En réalité, le roi allait tenter sa chance à l'ONU où il accusera les Belges de lui avoir subtilisé son royaume au profit des Hutu. Il réussira en partie, comme on le verra plus loin.

Question : Quelles furent les conséquences de cette fuite du roi ?

Réponse : La fuite du roi créait un vide au niveau du chef de l'Etat. Ce fut notre argument pour réclamer, plus fort que jamais, des élections générales à tous les échelons, en vue d'une nouvelle forme de gouvernement. Le 6 juin 1960, le parti PARMEHUTU, à l'issue de son congrès extraordinaire tenu à Ruhengeri, s'était déjà déclaré pour une forme républicaine de gouvernement, qu'il estimait être la seule a assurer au mieux les libertés des citoyens et leur égalité devant la loi et les représentants du pouvoir suprême du pays. C'est d'ailleurs devant cette prise de position du parti PARMEHUTU, devenu visiblement plus fort que le roi, que celui-ci se déroba en refusant de collaborer avec notre Conseil. Contre le roi et le parti UNaR, les trois autres partis du Conseil avaient créé un front commun et étaient tous d'accord pour une forme nouvelle du pouvoir au Rwanda.

Bien que le RADER adhérait à ce forum, il n'était pas pour la forme républicaine car son président, le chef Prosper Bwanakweri, rêvait plutôt de remplacer Ndahindurwa et régner en monarque constitutionnel. Il était de la lignée royale umunana.

Les élections communales eurent lieu en juin-juillet 1960 ; elles furent remportées à 84 % par les partis PARMEHUTU et APROSOMA. Le RADER, avec 7 % des voix, fut déçu ; il se retira du front commun en guise de protestation contre ce qu'il appelait le caractère "antidémocratique" de ces élections.

Quand à l'UNaR, elle fut définitivement rayée de l'échiquier politique intérieur, pour avoir préconisé l'abstention aux élections. Le 26 octobre 1960, deux organes furent installés, à savoir le Conseil législatif du Rwanda, assemblée de 48 membres appartenant aux diverses tendances et le gouvernement provisoire belgo-indigène, présidé par le chef du parti majoritaire, Grégoire Kayibanda.

Dans ce gouvernement provisoire rwando-belge, je fus nommé secrétaire d'administration de la Défense. [La Défense et les Affaires étrangères étaient restées aux mains de Bruxelles, sans un ministre comme tel sur place au Rwanda.

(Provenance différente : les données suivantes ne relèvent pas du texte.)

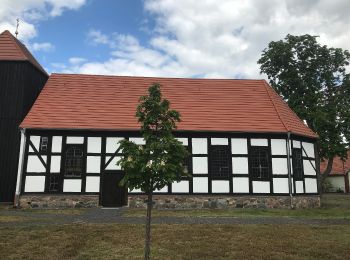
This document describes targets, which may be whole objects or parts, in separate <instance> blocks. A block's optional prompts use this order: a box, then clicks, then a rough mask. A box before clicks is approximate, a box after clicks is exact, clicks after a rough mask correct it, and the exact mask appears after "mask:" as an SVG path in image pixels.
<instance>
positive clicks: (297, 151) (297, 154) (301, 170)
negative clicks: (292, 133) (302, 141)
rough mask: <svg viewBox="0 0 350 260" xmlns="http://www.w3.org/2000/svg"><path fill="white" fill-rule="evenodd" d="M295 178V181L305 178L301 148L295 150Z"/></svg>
mask: <svg viewBox="0 0 350 260" xmlns="http://www.w3.org/2000/svg"><path fill="white" fill-rule="evenodd" d="M292 158H293V178H294V180H302V179H303V176H304V169H303V156H302V152H301V149H300V148H293V151H292Z"/></svg>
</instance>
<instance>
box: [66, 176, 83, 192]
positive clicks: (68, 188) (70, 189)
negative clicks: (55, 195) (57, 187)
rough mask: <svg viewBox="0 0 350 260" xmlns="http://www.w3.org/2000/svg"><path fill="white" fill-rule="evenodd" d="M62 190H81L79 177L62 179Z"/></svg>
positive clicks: (79, 179)
mask: <svg viewBox="0 0 350 260" xmlns="http://www.w3.org/2000/svg"><path fill="white" fill-rule="evenodd" d="M63 192H81V180H80V179H64V180H63Z"/></svg>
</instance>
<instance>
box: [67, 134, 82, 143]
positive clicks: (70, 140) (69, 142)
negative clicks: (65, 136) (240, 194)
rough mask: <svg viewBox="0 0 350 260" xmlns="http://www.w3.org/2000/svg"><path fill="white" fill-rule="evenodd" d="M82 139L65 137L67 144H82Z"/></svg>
mask: <svg viewBox="0 0 350 260" xmlns="http://www.w3.org/2000/svg"><path fill="white" fill-rule="evenodd" d="M83 143H84V137H82V136H67V144H83Z"/></svg>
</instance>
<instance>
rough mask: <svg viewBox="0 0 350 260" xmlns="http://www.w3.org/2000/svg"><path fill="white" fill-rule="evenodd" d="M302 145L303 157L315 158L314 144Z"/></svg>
mask: <svg viewBox="0 0 350 260" xmlns="http://www.w3.org/2000/svg"><path fill="white" fill-rule="evenodd" d="M302 145H303V148H304V149H303V155H304V156H308V157H313V158H314V157H315V150H314V144H312V143H305V142H303V143H302ZM304 150H305V151H306V153H307V154H306V153H305V151H304Z"/></svg>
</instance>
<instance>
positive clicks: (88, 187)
mask: <svg viewBox="0 0 350 260" xmlns="http://www.w3.org/2000/svg"><path fill="white" fill-rule="evenodd" d="M85 191H86V192H99V191H100V177H97V176H87V177H86V186H85Z"/></svg>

C'est à cette époque que fut érigée l'Ecole d'officiers de Kigali et que furent recrutés les premiers officiers de la future armée rwandaise].

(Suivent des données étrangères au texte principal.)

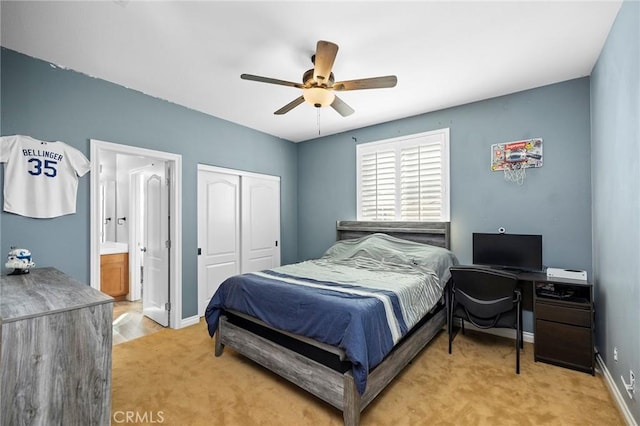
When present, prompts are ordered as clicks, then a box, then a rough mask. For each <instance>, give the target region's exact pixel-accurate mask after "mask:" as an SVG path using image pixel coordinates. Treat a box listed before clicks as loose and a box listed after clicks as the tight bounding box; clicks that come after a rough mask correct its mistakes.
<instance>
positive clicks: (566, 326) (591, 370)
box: [474, 266, 595, 374]
mask: <svg viewBox="0 0 640 426" xmlns="http://www.w3.org/2000/svg"><path fill="white" fill-rule="evenodd" d="M474 267H477V266H474ZM487 269H490V268H487ZM514 274H515V275H516V276H517V277H518V286H519V287H520V291H521V294H522V301H521V304H522V309H523V310H527V311H532V312H533V324H534V336H535V342H534V359H535V361H542V362H547V363H550V364H554V365H558V366H561V367H566V368H571V369H573V370H578V371H584V372H586V373H591V374H595V352H594V346H595V325H594V324H595V321H594V319H595V309H594V303H593V285H592V284H591V283H589V282H588V281H581V280H573V279H566V278H549V277H547V274H546V273H544V272H515V273H514Z"/></svg>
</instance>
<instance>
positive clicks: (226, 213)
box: [198, 170, 240, 315]
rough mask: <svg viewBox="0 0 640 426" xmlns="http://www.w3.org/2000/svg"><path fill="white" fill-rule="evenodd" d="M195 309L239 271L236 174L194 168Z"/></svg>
mask: <svg viewBox="0 0 640 426" xmlns="http://www.w3.org/2000/svg"><path fill="white" fill-rule="evenodd" d="M198 252H199V256H198V310H199V315H203V314H204V311H205V308H206V307H207V304H208V303H209V300H210V299H211V297H212V296H213V293H215V291H216V290H217V289H218V287H219V286H220V284H221V283H222V282H223V281H224V280H225V279H227V278H228V277H230V276H232V275H237V274H239V273H240V176H237V175H232V174H225V173H217V172H212V171H208V170H198Z"/></svg>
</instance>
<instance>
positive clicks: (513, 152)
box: [491, 138, 542, 185]
mask: <svg viewBox="0 0 640 426" xmlns="http://www.w3.org/2000/svg"><path fill="white" fill-rule="evenodd" d="M529 167H542V139H541V138H537V139H528V140H523V141H515V142H507V143H496V144H493V145H491V170H492V171H494V172H495V171H500V170H502V171H503V172H504V180H506V181H507V182H515V183H517V184H518V185H522V184H523V183H524V180H525V178H526V177H527V169H528V168H529Z"/></svg>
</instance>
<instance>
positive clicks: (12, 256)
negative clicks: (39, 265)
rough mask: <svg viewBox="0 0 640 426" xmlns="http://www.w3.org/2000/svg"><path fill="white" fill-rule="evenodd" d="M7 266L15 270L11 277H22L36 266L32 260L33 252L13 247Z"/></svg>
mask: <svg viewBox="0 0 640 426" xmlns="http://www.w3.org/2000/svg"><path fill="white" fill-rule="evenodd" d="M5 266H6V267H7V268H13V272H12V273H10V274H9V275H22V274H27V273H28V272H29V268H33V267H34V266H36V264H35V263H33V261H32V260H31V252H30V251H29V250H27V249H19V248H15V247H11V250H10V251H9V255H8V256H7V263H6V264H5Z"/></svg>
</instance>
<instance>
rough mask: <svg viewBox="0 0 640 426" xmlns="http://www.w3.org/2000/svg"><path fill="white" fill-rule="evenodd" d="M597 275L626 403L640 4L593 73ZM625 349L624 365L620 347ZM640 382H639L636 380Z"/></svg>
mask: <svg viewBox="0 0 640 426" xmlns="http://www.w3.org/2000/svg"><path fill="white" fill-rule="evenodd" d="M591 129H592V130H591V138H592V139H591V145H592V148H591V149H592V159H591V163H592V166H591V167H592V181H593V189H592V191H593V192H592V193H593V196H592V197H593V241H594V250H593V259H594V260H593V270H594V275H595V282H596V292H597V293H596V296H597V297H596V319H597V321H596V323H597V329H596V342H597V345H598V350H599V353H600V356H601V357H602V359H603V360H604V362H605V364H606V365H607V369H608V370H609V372H610V373H611V376H612V377H613V378H614V380H615V382H616V385H617V387H618V389H619V390H620V392H621V394H622V395H623V399H624V400H625V401H626V402H627V405H628V407H629V409H630V411H631V413H632V414H633V416H634V418H635V420H636V422H640V405H639V404H638V402H637V395H638V385H637V383H636V397H635V398H636V399H634V400H631V399H629V398H628V397H627V394H626V392H625V391H624V388H623V387H622V382H621V380H620V377H621V376H622V377H624V378H625V379H626V380H627V382H628V381H629V370H633V371H634V372H635V374H636V377H637V378H640V376H638V374H640V333H639V332H638V325H639V324H640V262H639V259H640V3H639V2H637V1H626V2H624V3H623V4H622V7H621V8H620V11H619V12H618V16H617V18H616V21H615V23H614V25H613V27H612V29H611V31H610V33H609V37H608V39H607V42H606V44H605V46H604V48H603V49H602V52H601V54H600V58H599V59H598V62H597V63H596V66H595V67H594V70H593V73H592V75H591ZM614 347H617V348H618V361H617V362H616V361H614V359H613V348H614ZM636 380H637V379H636Z"/></svg>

Kigeli et l'UNaR protestèrent, bien entendu, contre cette Assemblée et contre ce gouvernement provisoire, auprès de Sa Majesté le roi des Belges. Auprès du Secrétaire Général de l'ONU, ils demandaient l'intervention directe et immédiate des troupes de l'ONU au Rwanda en remplacement de la tutelle belge.

Les débats de l'Assemblée générale de l'ONU sur la situation au Rwanda aboutirent à une position favorable à Kigeli. De là, naîtra l'idée d'un référendum pour que la population se prononce sur l'institution monarchique et sur la personne du roi Kigeli Ndahindurwa.

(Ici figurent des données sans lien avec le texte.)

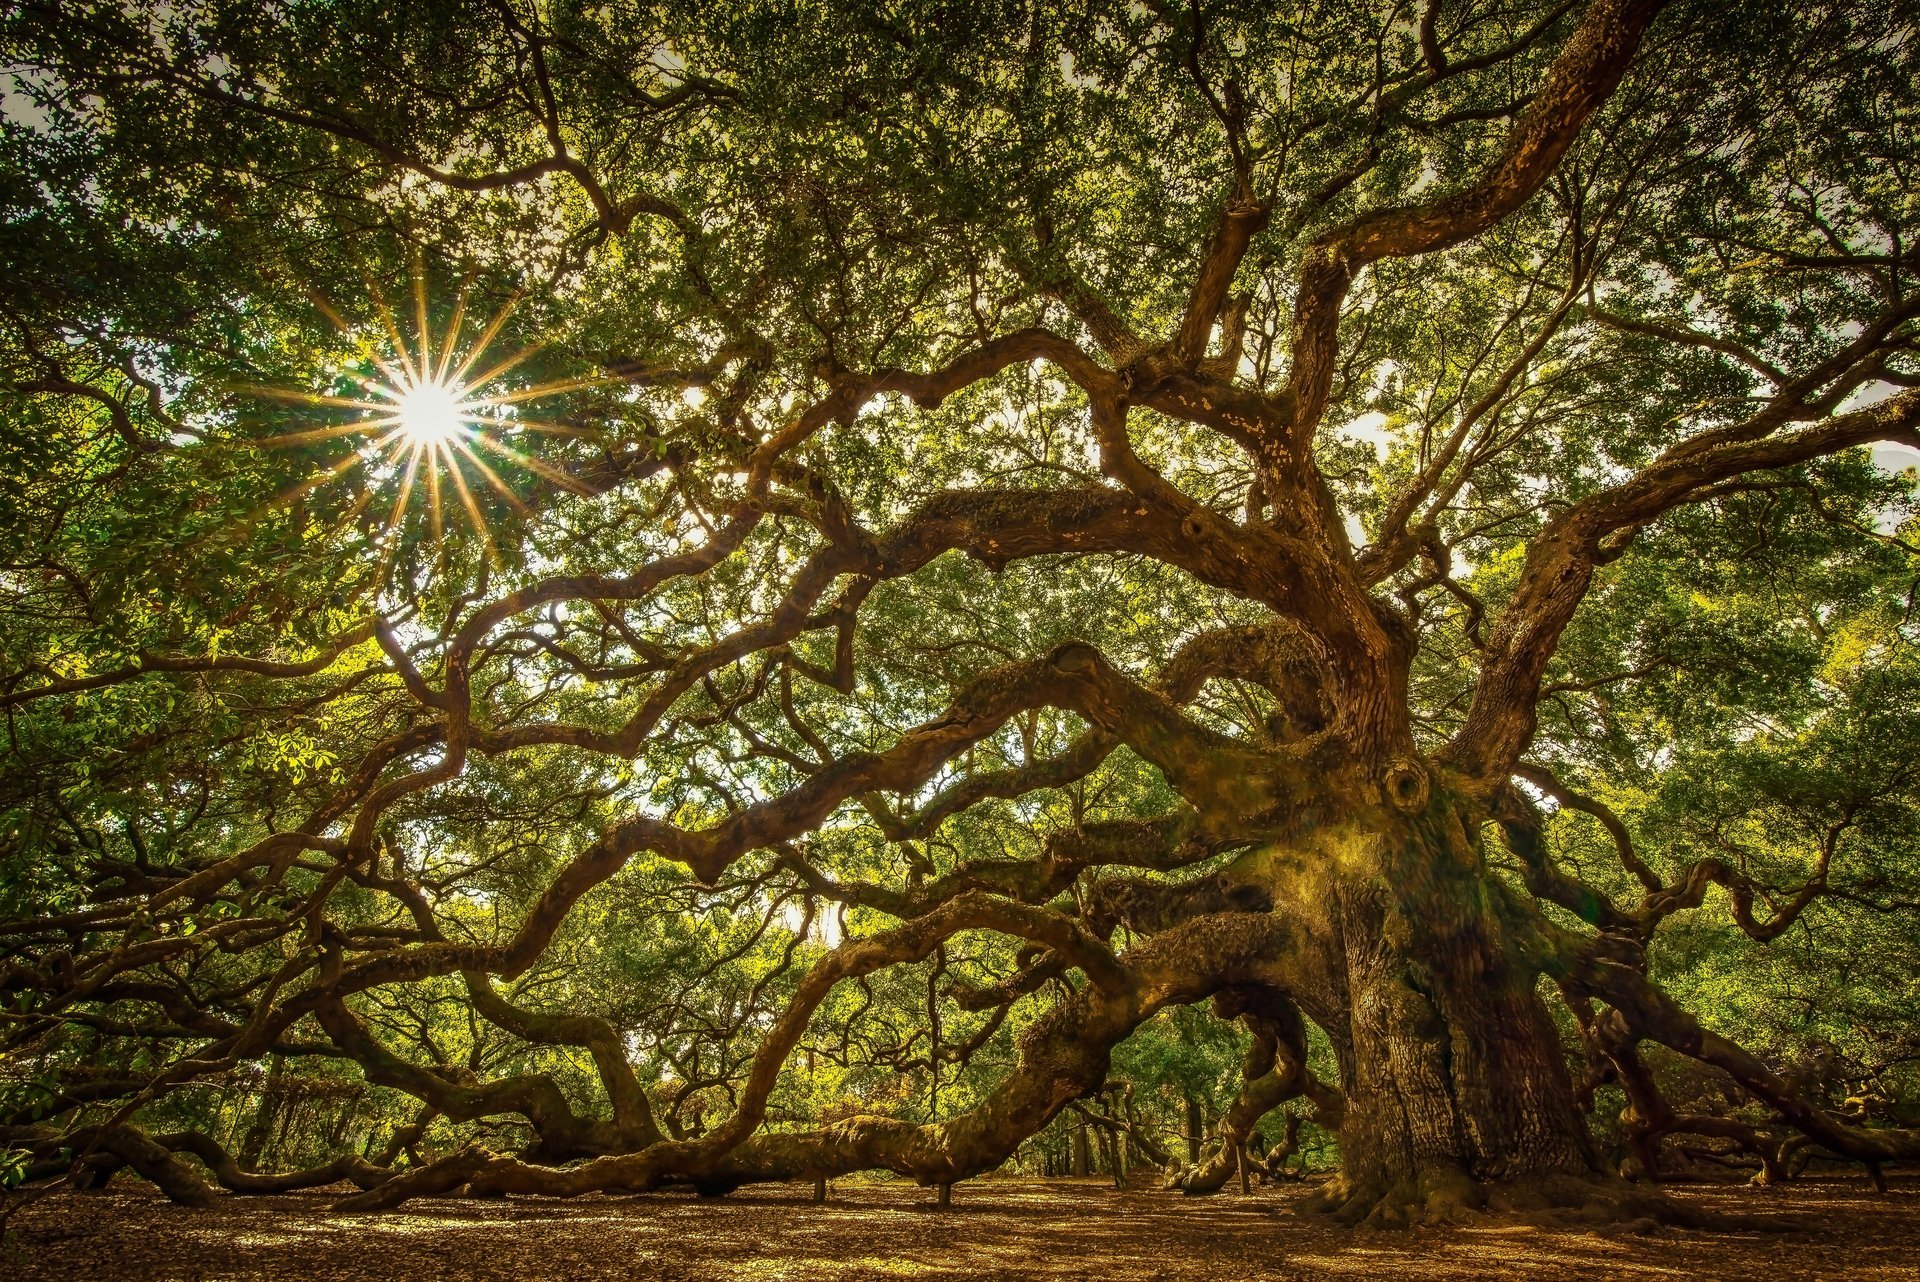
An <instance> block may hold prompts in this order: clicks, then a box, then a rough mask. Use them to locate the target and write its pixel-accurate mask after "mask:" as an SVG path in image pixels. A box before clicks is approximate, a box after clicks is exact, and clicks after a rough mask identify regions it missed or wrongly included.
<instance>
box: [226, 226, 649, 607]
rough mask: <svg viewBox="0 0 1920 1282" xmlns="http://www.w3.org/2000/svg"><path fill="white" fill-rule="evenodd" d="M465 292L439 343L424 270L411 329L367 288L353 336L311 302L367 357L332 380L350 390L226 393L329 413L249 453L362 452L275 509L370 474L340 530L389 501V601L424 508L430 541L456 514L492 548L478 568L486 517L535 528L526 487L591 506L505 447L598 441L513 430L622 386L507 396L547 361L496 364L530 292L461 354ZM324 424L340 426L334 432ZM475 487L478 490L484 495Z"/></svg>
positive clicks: (589, 381) (320, 302)
mask: <svg viewBox="0 0 1920 1282" xmlns="http://www.w3.org/2000/svg"><path fill="white" fill-rule="evenodd" d="M472 280H474V276H472V274H468V276H467V278H465V280H463V282H461V286H459V294H457V296H455V299H453V307H451V309H449V313H447V315H445V328H444V330H440V328H436V326H434V307H432V296H430V288H428V276H426V271H424V269H422V267H420V265H419V263H415V265H413V273H411V290H413V307H411V315H405V313H403V311H396V309H394V305H392V303H390V299H388V297H386V296H384V294H382V292H380V288H378V284H376V282H374V280H371V278H367V280H365V284H367V307H365V311H367V313H371V322H361V324H349V322H348V319H346V317H344V315H342V311H340V309H338V307H334V303H332V301H328V299H326V297H324V296H323V294H321V292H319V290H309V292H307V296H309V297H311V301H313V305H315V307H317V309H319V311H321V315H324V317H326V321H328V322H330V324H332V326H334V328H336V330H340V332H342V336H344V338H346V340H348V342H351V344H353V347H355V349H357V353H359V357H361V359H359V361H355V363H353V365H349V367H348V368H334V370H332V372H330V376H332V378H334V380H338V382H340V384H342V386H344V390H328V392H315V390H296V388H273V386H236V388H234V390H236V392H242V393H252V395H257V397H263V399H273V401H284V403H290V405H298V407H305V409H313V411H330V413H326V416H324V418H323V416H319V415H315V418H309V422H307V424H300V422H292V424H288V426H290V430H286V432H278V434H273V436H269V438H261V439H255V441H253V445H259V447H269V449H284V447H298V445H311V443H319V441H334V439H342V438H363V441H365V443H361V445H355V447H353V451H351V453H348V455H346V457H342V459H338V461H328V463H326V466H323V468H321V470H319V472H315V474H313V476H309V478H307V480H303V482H300V484H298V486H292V487H290V489H286V491H284V493H280V495H278V497H276V499H273V503H286V501H292V499H298V497H300V495H303V493H309V491H313V489H317V487H321V486H324V484H326V482H328V480H336V478H340V476H346V474H348V472H351V470H353V468H369V472H371V474H372V476H371V480H369V484H367V486H365V487H361V489H359V491H357V493H355V495H353V503H351V505H349V509H348V516H346V520H348V522H355V520H372V518H365V516H363V514H365V512H367V509H369V507H371V505H372V503H374V499H376V491H386V489H392V491H394V497H392V507H388V510H386V514H384V518H382V520H380V524H378V530H376V532H374V534H372V535H371V537H372V541H374V543H376V545H378V568H376V574H374V585H376V591H386V585H388V576H390V574H392V568H394V562H396V558H397V557H399V549H401V545H409V539H411V535H409V530H419V522H420V520H422V518H420V516H419V510H420V507H422V503H420V499H422V497H424V509H426V512H424V524H426V532H424V534H426V537H430V539H432V541H434V543H442V541H445V539H447V537H449V534H455V530H453V526H457V524H459V520H455V516H453V510H451V509H453V507H455V505H457V509H459V510H461V512H463V514H465V518H467V522H468V524H470V526H472V534H474V535H476V537H478V539H480V543H482V545H484V547H486V555H488V557H490V558H492V560H495V562H497V560H499V551H501V549H499V545H497V541H495V537H493V532H492V530H490V528H488V510H490V509H492V510H493V512H499V510H501V509H499V505H501V503H505V505H507V507H511V509H513V510H515V512H520V514H522V516H532V514H534V509H532V507H530V505H528V499H524V497H522V495H520V493H518V491H516V487H522V489H524V487H526V486H524V480H526V476H528V474H532V476H536V478H540V480H543V482H547V484H551V486H555V487H559V489H564V491H568V493H576V495H593V493H595V491H593V489H591V487H589V486H586V484H582V482H580V480H578V478H574V476H570V474H568V472H566V468H563V466H555V464H553V463H547V461H545V459H540V457H536V455H532V453H526V451H522V449H516V447H515V445H513V443H509V439H507V438H509V436H511V434H513V432H515V430H522V428H524V430H528V432H540V434H543V436H555V438H597V436H599V434H597V432H593V430H589V428H582V426H576V424H568V422H553V420H541V418H526V416H520V413H518V407H522V405H532V403H534V401H540V399H543V397H557V395H564V393H570V392H582V390H588V388H601V386H607V384H614V382H622V380H620V378H612V376H572V378H549V380H543V382H528V384H526V386H501V384H503V380H507V378H509V376H511V374H513V372H515V370H516V368H520V367H522V365H526V361H530V359H532V357H534V355H540V353H541V351H545V347H543V345H540V344H536V345H530V347H522V349H518V351H513V353H511V355H505V357H499V355H497V353H493V345H495V340H499V336H501V332H503V330H505V326H507V321H509V319H511V317H513V315H515V309H516V307H518V305H520V301H522V299H524V292H518V290H516V292H513V294H511V296H509V297H507V299H505V301H503V303H501V305H499V309H497V311H493V315H492V317H490V319H488V321H486V324H484V326H480V334H478V336H476V338H472V340H468V336H467V330H468V313H470V303H472V292H470V286H472ZM396 301H399V299H396ZM403 307H405V305H403ZM476 370H478V372H476ZM520 382H526V380H524V378H522V380H520ZM355 392H359V395H355ZM326 418H338V420H336V422H328V420H326ZM520 443H526V441H520ZM507 464H513V466H507ZM468 466H472V470H474V476H472V478H468V474H467V468H468ZM515 468H520V470H515ZM396 476H397V480H396ZM470 482H484V487H482V486H480V484H470ZM447 486H451V493H449V495H445V497H444V495H442V491H444V489H445V487H447ZM422 489H424V495H422V493H420V491H422Z"/></svg>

Devant une menace devenue tangible de la possibilité de réinstallation de la royauté et de Kigeli, et devant les atermoiements du gouvernement belge qui venait d'accepter de postposer les élections législatives prévues initialement en janvier 1961 et d'où devait sortir une Constituante, Kayibanda, fort de ses troupes, décida d'opérer un coup d'Etat contre Kigeli.